Forever 21, el minorista de moda rápida que alguna vez dominó el sector con su amplia variedad de estilos a precios bajos, se ha declarado en quiebra por segunda vez en solo 4 años.
La icónica cadena, conocida por llevar las últimas tendencias a los centros comerciales de todo Estados Unidos, cerrará sus 350 tiendas restantes en el país a medida que busca reestructurar su negocio.
Más que la competencia, una serie de errores estratégicos
Si bien Forever 21 culpó a marcas como Shein y Temu por su caída, expertos del sector afirman que sus problemas tienen raíces más profundas.
La sobreexpansión sin una estrategia clara, la incapacidad para adaptarse al comercio electrónico y las preocupaciones en torno a la sostenibilidad son solo algunos de los desafíos que la empresa de moda no pudo superar, incluso después de su primera bancarrota.
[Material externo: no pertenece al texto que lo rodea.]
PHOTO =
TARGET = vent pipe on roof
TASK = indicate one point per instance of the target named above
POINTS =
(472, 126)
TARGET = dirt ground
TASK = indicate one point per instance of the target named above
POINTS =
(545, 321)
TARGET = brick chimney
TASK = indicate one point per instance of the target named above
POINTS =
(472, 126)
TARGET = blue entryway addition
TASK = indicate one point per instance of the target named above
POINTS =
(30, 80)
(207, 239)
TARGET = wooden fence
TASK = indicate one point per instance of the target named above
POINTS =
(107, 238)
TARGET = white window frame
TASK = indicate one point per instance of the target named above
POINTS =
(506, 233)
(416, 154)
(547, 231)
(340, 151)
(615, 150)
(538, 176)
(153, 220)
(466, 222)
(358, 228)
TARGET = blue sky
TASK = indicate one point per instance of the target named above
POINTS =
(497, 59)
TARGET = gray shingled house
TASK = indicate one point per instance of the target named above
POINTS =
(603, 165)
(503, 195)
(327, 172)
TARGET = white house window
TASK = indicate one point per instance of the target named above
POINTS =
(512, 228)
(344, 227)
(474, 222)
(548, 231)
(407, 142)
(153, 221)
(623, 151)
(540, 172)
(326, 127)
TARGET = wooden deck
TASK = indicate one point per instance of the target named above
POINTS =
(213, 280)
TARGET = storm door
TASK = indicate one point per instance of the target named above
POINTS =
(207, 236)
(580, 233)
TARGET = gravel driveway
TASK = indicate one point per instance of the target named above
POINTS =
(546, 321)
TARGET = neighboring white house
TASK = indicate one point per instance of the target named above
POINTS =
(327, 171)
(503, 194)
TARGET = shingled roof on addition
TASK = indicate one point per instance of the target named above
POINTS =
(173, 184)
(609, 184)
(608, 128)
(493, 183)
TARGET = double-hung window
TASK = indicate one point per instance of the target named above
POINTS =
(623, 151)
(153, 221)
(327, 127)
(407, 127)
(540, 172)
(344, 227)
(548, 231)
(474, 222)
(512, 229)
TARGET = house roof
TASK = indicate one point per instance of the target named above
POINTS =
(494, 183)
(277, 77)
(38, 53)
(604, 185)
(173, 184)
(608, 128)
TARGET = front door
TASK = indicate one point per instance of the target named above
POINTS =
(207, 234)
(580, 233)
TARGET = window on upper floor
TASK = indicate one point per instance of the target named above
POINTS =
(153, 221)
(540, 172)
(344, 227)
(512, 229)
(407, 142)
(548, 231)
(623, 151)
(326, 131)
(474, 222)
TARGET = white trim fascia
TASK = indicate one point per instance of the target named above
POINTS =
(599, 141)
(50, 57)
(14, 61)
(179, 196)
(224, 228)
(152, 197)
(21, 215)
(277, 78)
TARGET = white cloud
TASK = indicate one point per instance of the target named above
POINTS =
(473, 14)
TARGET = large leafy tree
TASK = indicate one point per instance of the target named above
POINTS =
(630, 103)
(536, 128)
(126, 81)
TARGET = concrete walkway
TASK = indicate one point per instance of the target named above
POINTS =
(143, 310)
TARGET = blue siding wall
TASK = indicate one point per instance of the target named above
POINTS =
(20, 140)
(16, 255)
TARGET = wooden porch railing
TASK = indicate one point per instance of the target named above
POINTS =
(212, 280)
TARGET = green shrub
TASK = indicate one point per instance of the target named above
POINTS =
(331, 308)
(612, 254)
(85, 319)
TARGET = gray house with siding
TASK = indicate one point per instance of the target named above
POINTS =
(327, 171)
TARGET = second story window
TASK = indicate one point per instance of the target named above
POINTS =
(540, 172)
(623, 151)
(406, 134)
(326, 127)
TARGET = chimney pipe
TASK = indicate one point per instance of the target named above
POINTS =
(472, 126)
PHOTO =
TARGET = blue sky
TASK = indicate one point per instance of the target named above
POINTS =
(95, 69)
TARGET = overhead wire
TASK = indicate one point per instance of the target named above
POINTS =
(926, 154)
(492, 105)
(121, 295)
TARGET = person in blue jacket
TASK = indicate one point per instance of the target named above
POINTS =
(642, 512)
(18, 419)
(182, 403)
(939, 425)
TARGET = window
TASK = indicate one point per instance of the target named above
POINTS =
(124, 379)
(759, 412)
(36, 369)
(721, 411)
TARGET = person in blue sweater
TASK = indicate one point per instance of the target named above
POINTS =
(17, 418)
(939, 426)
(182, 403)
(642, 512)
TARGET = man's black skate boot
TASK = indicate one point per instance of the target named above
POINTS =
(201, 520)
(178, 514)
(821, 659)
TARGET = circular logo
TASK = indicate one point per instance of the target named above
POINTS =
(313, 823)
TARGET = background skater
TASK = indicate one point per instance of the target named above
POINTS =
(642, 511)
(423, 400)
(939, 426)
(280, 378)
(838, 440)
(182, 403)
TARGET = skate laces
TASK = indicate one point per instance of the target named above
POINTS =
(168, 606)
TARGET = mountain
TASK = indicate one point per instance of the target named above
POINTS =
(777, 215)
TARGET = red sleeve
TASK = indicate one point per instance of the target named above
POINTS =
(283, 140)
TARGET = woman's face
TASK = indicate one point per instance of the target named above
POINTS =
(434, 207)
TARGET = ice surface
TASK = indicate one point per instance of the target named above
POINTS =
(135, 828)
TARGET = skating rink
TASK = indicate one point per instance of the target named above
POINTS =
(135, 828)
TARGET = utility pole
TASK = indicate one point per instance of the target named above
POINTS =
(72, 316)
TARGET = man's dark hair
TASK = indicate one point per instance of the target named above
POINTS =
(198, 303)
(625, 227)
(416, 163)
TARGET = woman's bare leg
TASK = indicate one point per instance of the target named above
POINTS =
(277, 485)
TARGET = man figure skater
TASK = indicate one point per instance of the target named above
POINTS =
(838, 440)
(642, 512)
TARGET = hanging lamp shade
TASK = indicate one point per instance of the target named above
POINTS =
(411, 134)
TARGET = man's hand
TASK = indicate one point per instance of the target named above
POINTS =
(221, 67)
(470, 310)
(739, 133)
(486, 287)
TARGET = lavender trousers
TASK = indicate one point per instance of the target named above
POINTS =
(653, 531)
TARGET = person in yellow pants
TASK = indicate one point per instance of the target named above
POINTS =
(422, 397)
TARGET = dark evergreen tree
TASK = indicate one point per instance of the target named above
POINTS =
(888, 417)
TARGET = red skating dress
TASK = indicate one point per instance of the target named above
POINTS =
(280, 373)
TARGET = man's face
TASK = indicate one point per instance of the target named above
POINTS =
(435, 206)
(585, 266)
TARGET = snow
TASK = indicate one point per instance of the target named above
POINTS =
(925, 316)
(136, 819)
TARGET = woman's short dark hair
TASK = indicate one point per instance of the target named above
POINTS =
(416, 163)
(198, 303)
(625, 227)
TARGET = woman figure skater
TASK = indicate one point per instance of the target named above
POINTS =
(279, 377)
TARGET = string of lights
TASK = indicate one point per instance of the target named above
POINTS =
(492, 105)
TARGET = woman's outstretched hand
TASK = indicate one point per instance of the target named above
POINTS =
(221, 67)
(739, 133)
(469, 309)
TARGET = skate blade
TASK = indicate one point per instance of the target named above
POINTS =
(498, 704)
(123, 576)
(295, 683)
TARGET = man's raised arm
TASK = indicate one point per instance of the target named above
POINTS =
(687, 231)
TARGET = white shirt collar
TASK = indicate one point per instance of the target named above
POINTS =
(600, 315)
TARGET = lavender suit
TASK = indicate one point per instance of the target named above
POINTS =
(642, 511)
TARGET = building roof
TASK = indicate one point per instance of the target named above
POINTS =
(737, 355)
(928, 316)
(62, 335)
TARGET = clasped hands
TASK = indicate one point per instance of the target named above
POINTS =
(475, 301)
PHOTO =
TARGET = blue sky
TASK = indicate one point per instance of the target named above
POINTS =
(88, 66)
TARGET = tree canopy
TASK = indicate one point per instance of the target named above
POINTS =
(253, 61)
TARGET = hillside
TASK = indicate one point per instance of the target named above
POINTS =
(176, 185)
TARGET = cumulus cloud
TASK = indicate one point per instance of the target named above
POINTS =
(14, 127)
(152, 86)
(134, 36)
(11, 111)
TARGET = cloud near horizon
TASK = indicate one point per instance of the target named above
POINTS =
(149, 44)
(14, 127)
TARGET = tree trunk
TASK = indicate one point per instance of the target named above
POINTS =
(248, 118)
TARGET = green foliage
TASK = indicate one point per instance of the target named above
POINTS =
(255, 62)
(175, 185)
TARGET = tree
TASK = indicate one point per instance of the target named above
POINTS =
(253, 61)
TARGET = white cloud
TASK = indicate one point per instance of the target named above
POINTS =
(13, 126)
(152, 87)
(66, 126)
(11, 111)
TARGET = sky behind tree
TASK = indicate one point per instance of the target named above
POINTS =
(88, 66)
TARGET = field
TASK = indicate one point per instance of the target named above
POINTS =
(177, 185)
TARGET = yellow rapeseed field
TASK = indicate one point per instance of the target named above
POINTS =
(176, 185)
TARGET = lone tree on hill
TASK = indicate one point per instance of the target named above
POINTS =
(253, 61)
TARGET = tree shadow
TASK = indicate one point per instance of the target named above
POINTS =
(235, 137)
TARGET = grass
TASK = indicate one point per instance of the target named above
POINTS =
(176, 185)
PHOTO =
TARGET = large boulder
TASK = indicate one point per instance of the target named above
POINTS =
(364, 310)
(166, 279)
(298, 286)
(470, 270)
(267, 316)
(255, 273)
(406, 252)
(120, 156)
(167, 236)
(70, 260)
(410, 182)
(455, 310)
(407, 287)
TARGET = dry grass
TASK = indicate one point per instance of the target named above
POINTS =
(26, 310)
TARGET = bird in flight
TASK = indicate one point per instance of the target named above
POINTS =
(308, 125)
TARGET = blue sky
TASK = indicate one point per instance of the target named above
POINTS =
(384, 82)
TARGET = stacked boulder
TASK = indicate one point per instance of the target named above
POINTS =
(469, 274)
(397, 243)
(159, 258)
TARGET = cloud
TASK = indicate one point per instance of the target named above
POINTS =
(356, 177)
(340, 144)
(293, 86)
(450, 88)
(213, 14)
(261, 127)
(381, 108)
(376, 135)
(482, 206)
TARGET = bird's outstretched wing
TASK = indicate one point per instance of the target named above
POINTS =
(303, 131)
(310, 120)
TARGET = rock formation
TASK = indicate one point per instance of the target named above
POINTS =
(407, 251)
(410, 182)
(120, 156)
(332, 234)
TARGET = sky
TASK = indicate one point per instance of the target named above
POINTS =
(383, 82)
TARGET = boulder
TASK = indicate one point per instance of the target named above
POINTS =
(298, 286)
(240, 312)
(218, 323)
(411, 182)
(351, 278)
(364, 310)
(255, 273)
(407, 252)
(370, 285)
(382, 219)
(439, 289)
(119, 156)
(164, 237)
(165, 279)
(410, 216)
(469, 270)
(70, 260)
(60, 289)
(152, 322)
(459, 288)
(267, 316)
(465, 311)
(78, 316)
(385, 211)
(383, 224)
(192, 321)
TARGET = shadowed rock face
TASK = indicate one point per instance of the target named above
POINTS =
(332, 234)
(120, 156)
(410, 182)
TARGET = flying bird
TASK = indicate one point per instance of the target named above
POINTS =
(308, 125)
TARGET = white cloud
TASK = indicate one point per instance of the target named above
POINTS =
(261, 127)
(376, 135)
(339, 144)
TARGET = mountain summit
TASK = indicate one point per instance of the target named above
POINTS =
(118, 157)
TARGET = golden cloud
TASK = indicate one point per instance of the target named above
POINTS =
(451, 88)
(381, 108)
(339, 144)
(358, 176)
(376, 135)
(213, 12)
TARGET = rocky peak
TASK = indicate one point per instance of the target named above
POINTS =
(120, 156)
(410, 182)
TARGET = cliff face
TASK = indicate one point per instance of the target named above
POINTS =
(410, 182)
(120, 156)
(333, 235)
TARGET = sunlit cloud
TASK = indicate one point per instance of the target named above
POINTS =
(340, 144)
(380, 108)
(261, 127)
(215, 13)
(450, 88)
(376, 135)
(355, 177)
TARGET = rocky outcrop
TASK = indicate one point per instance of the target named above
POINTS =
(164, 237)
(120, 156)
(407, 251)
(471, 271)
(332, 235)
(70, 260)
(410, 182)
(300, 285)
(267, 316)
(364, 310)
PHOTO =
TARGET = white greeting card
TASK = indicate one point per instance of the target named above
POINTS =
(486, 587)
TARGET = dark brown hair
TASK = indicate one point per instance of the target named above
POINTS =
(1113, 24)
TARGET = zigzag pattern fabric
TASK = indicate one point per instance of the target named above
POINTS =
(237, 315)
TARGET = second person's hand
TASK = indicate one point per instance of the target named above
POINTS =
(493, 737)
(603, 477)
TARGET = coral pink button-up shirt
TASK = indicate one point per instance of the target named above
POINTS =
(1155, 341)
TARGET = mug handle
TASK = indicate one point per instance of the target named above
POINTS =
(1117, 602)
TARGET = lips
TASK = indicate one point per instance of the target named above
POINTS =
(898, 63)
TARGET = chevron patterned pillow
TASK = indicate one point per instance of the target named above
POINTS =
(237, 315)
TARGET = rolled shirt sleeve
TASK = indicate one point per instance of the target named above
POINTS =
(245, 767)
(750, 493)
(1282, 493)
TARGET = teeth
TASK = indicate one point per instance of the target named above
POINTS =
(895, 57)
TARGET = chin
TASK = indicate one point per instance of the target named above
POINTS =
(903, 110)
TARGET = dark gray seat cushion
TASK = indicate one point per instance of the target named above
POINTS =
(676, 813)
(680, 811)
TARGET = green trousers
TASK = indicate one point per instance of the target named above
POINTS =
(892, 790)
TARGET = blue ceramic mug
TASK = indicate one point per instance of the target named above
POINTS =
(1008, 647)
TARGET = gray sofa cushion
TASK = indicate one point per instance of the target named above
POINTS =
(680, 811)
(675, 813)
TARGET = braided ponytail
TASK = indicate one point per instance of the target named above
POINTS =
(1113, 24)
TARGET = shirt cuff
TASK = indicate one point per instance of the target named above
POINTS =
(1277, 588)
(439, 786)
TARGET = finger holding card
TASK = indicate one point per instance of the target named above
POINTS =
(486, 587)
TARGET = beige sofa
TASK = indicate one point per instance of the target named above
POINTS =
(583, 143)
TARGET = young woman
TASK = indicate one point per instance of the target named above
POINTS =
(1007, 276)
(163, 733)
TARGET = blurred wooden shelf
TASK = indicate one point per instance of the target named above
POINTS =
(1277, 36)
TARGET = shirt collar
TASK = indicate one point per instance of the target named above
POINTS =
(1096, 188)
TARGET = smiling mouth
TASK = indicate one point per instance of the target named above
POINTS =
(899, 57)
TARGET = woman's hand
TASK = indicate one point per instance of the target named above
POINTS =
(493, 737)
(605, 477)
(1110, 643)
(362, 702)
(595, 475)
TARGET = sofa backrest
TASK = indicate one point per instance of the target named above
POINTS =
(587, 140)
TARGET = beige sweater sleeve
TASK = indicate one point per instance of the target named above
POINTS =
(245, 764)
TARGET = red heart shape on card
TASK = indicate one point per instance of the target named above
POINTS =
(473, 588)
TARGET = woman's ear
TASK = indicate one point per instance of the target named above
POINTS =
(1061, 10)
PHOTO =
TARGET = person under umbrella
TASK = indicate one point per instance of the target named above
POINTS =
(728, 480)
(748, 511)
«En lugar de abordar sus problemas centrales, simplemente redujo su tamaño y esperó lo mejor», dijo un analista.
La importancia de reinventarse en un panorama minorista cambiante
Mientras marcas como Zara y H&M invirtieron en iniciativas de sostenibilidad y en fortalecer su presencia online, Forever 21 se quedó estancada en su antiguo modelo de negocio.
Los expertos coinciden en que la clave para la supervivencia es evolucionar: combinar lo mejor del comercio electrónico y las tiendas físicas, priorizar la ética y la sustentabilidad, e invertir en tecnología para entender al consumidor.
«Si hay algo que se puede sacar de la caída de Forever 21 es que la supervivencia en el comercio minorista no consiste en apegarse a lo que funcionó en el pasado, sino en evolucionar», dijo un analista.
Una oportunidad para aprender
Aunque triste, el segundo fracaso de Forever 21 puede ser una oportunidad de aprendizaje para otras marcas de moda rápida.
La lección clave: aprovechar los momentos de crisis para hacer cambios profundos, en lugar de soluciones superficiales. Así se podrá construir un negocio ágil y sustentable, listo para los desafíos del futuro.